This mini review delves into the crucial role of mathematical modeling in understanding cytomegalovirus (CMV) transmission dynamics. While infectious disease modeling often focuses on the population level, it is essential to recognize that immune development takes place at the individual level. This review explores recent advancements in both stochastic and deterministic modeling approaches and their contributions to our understanding of CMV transmission. Stochastic modeling enables us to investigate the efficiency and risk factors associated with CMV transmission in high- risk populations, such as hematopoietic stem cell transplantation (HCT) recipients, shedding light on factors influencing transmission. Deterministic modeling emphasizes the importance of viral replication, immune response, transmission efficiency, and the role of vectors. It underlines the need for a comprehensive understanding of these factors to develop effective prevention and control strategies. Integrated deterministic and stochastic models offer a holistic perspective, explaining phenomena like prolonged oral CMV shedding during primary infection and highlighting the importance of timing and immune suppression levels in transplacental transmission risk. In conclusion, these modeling insights can be integrated into public health strategies for CMV management, including targeted pre- transplant screening, enhanced post-transplant surveillance, optimized immunebased interventions, minimized transmission risks in HCT, vector control, and timing-sensitive intervention guidelines. This comprehensive approach can substantially enhance CMV prevention and control efforts, benefiting vulnerable populations and the broader community.

Introduction

Cytomegalovirus is a major public health concern due to its wide prevalence and potential for severe complications, especially in vulnerable populations. Mathematical modeling has proven invaluable in dissecting the dynamics of CMV transmission. Most mathematical modeling of infectious diseases primarily focuses on the population level. Throughout the COVID-19 pandemic, numerous studies have adopted this approach [1, 2, 3, 4, 5, 6, 7, 8, 9, 10, 11, 12, 13, 14]. While these studies address critical aspects like vaccine efficacy and waning immunity at a broader scale, it’s essential to recognize that the actual development of immunity occurs within an individual. Within host mathematical modeling delves into the dynamics of pathogen reproduction and cellular infection within a single person. This approach has proven effective in understanding various diseases. This mini-review paper explores recent advancements in both stochastic and deterministic modeling approaches and their contributions to our understanding of CMV transmission. The paper is structured as follows: Section 2 explores stochastic approaches and the insights they offer, followed by Section 3, which delves into deterministic approaches. In Section 4, we introduce papers that merge both deterministic and stochastic methods to gain a more comprehensive understanding. Finally, in Section 5, we outline public health strategies that aim to address the insights derived from these mathematical models.

Stochastic Modeling

Stochastic modeling is a valuable tool for understanding the transmission dynamics of infectious diseases. It allows for the incorporation of randomness and uncertainty into the models, which can better capture the inherent variability in disease transmission. Stochastic models have been used to study a wide range of infectious diseases, including influenza [15], COVID-19 [16], chickenpox [17], and respiratory syncytial virus (RSV) [18].

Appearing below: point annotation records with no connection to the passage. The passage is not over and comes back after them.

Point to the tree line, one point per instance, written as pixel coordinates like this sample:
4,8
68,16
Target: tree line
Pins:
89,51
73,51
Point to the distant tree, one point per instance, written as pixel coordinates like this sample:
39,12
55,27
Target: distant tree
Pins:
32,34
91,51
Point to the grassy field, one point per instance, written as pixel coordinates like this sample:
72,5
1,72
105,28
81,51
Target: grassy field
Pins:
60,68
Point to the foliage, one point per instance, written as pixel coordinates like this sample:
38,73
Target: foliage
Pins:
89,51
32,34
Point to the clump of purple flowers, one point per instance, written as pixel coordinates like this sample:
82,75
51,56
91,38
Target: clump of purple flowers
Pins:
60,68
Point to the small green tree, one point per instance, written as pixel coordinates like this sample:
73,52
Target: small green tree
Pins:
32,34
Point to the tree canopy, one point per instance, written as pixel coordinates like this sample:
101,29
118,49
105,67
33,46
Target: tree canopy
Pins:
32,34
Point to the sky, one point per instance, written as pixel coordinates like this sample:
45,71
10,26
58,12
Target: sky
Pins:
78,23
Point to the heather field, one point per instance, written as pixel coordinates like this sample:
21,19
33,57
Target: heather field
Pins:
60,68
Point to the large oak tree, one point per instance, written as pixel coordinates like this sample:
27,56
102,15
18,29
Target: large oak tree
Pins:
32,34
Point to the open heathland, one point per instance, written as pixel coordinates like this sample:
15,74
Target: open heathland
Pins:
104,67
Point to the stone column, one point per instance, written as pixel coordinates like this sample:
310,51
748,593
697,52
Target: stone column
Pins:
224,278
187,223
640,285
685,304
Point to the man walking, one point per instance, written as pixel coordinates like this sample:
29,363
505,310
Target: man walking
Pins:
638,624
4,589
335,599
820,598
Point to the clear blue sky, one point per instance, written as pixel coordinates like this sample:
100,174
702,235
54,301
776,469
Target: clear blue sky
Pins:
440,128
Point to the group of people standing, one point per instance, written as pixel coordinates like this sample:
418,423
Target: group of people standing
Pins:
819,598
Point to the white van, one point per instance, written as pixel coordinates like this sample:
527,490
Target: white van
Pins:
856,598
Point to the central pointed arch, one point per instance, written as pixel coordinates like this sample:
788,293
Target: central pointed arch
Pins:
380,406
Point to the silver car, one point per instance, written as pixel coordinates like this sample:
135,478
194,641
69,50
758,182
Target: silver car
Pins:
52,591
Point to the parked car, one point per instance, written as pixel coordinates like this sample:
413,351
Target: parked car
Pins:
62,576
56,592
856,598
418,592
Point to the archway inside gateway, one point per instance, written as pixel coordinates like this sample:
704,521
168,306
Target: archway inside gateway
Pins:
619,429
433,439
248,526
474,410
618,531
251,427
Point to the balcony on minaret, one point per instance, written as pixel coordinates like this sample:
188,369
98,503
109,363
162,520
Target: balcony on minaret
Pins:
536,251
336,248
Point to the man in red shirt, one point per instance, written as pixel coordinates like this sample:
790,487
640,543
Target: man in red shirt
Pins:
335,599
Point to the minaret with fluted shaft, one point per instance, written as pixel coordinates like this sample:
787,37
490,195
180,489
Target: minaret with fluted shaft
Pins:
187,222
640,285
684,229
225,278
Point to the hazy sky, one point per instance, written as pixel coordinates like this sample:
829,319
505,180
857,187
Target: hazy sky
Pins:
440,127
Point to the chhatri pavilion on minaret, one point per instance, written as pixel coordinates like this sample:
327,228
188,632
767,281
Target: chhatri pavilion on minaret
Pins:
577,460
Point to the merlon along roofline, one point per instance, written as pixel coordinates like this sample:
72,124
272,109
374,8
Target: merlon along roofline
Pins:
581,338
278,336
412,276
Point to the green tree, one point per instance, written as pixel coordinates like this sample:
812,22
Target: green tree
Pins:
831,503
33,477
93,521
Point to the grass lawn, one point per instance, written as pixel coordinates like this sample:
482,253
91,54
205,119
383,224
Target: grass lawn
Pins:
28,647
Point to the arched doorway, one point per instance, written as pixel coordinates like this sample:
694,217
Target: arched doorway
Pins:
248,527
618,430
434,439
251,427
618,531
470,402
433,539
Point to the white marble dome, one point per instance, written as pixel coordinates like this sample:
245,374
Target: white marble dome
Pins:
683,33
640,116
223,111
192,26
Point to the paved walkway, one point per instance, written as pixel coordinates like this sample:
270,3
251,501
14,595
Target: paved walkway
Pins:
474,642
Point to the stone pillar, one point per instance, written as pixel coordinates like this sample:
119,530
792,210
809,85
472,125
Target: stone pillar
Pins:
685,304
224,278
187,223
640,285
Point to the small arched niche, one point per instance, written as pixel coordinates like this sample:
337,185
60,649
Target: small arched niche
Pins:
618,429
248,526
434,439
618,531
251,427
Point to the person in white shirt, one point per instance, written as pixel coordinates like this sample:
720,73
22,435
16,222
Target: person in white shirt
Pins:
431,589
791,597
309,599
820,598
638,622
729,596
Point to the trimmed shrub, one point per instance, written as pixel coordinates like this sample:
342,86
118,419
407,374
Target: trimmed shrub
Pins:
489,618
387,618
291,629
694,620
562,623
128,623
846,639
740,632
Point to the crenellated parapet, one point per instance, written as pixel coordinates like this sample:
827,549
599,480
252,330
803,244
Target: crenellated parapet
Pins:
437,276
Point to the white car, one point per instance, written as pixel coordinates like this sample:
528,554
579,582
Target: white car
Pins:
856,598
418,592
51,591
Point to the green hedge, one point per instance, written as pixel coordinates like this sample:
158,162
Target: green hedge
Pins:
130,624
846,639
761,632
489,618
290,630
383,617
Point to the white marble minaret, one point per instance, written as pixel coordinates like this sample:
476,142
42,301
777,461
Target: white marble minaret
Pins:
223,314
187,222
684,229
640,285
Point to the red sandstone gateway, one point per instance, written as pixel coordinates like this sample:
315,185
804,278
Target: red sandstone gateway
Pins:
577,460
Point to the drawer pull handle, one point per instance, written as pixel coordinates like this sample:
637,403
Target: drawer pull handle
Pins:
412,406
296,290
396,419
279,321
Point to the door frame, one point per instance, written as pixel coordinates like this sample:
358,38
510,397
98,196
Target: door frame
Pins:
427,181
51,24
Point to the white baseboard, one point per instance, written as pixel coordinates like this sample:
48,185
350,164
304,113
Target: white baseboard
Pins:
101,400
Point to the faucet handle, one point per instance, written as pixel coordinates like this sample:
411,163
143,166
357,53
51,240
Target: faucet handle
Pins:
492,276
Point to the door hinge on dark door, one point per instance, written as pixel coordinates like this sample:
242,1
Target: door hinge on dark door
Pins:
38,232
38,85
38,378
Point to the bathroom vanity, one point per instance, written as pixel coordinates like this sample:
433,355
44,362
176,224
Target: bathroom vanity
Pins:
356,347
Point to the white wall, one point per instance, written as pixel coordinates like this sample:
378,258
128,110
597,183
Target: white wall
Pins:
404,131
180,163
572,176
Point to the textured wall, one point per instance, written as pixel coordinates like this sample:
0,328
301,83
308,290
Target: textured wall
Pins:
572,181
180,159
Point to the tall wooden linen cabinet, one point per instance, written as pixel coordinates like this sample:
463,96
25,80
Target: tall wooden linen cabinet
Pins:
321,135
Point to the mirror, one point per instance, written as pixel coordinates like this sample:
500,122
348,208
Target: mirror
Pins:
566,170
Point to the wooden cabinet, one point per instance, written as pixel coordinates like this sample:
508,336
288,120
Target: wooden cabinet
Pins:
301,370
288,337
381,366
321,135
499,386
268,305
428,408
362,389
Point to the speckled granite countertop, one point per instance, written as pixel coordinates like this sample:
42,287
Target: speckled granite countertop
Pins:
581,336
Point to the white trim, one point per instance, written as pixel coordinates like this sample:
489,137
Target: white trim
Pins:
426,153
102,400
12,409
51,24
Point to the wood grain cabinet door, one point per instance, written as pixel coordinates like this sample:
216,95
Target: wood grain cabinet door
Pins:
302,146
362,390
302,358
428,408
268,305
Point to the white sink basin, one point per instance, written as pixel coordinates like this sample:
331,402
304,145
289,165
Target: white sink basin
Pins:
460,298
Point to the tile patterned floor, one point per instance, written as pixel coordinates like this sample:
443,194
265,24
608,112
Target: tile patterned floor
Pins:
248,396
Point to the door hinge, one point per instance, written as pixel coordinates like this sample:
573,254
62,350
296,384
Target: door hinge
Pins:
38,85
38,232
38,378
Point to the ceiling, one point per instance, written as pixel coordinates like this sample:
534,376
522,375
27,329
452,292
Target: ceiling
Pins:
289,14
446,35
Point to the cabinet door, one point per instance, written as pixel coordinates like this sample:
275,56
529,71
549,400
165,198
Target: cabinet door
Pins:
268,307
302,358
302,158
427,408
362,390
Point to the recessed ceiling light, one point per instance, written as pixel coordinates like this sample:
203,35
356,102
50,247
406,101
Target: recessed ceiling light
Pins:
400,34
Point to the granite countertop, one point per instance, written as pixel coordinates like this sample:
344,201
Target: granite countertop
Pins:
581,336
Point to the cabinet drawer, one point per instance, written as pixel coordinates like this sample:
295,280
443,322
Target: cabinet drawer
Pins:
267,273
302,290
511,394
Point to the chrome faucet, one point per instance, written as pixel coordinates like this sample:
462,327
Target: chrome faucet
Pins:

In the context of CMV transmission, stochastic modeling has been used to investigate the efficiency and risk factors associated with CMV transmission in hematopoietic stem cell transplantation (HCT) recipients [19]. Authors found that CMV infection dynamics in untreated HCT recipients vary widely among individuals, with slow viral clearance suggesting a compromised immune response post- transplant. Ultimately, the study suggests that the host’s immune response plays a crucial role in controlling CMV infection in this population, emphasizing its significance for potential treatment and prevention strategies.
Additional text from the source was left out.